Ethanol’s discount to gasoline narrowed a sixth day after a government report showed output of the fuel slumped to a three-week low.
The spread, or price difference, tightened 3.65 cents to 64.17 cents a gallon after the Energy Information Administration said production last week fell 1.5 percent to 844,000 barrels a day, the lowest level since July 26.
“We’re firm,” said Mike Blackford, a consultant at Intl FCStone in Des Moines, Iowa. “We continue to draw down production a little bit. We’re in that time of year in between old-crop and new-crop corn, where plants may take some downtime for maintenance.”
Denatured ethanol for September delivery advanced 4.7 cents, or 2.1 percent, to $2.296 a gallon on the Chicago Board of Trade. Futures have gained 4.8 percent this year.

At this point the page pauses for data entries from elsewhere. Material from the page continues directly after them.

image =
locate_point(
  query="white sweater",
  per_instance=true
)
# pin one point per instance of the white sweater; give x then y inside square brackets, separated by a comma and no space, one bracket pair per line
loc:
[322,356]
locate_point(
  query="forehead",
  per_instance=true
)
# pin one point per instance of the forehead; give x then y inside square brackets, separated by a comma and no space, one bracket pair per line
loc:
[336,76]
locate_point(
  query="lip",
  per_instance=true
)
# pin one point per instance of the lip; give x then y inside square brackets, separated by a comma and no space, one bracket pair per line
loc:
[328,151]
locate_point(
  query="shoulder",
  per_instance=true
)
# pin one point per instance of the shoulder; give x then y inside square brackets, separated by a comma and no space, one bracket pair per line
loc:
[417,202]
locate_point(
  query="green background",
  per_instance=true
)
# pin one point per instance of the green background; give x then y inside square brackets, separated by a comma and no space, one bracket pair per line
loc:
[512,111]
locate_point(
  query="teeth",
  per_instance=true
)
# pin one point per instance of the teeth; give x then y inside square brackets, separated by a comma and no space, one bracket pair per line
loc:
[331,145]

Gasoline for September delivery rose 1.05 cents to $2.9377 a gallon on the New York Mercantile Exchange. The contract covers reformulated gasoline, made to be blended with ethanol before delivery to filling stations.

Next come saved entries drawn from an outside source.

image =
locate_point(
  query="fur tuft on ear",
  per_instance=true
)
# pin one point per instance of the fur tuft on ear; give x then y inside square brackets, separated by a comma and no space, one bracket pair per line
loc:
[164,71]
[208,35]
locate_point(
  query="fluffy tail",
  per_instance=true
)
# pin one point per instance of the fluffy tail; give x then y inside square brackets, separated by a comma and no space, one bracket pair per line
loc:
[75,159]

Ethanol-blended gasoline made up 92 percent of the total U.S. gasoline pool in the week ended Aug. 16, down from 94 percent the previous period, data from the EIA, the Energy Department’s analytical arm, show.
The additive is made from corn in the U.S. Blackford said tight supplies of the grain before next month’s harvest may prompt companies to reduce operations.
Corn inventories will be 27 percent lower than a year earlier before the harvest, according to U.S. Agriculture Department estimates.
Corn for September delivery jumped 14.25 cents, or 3 percent, to $4.98 a bushel in Chicago. The more actively traded December contract added 7.75 cents to $4.8325.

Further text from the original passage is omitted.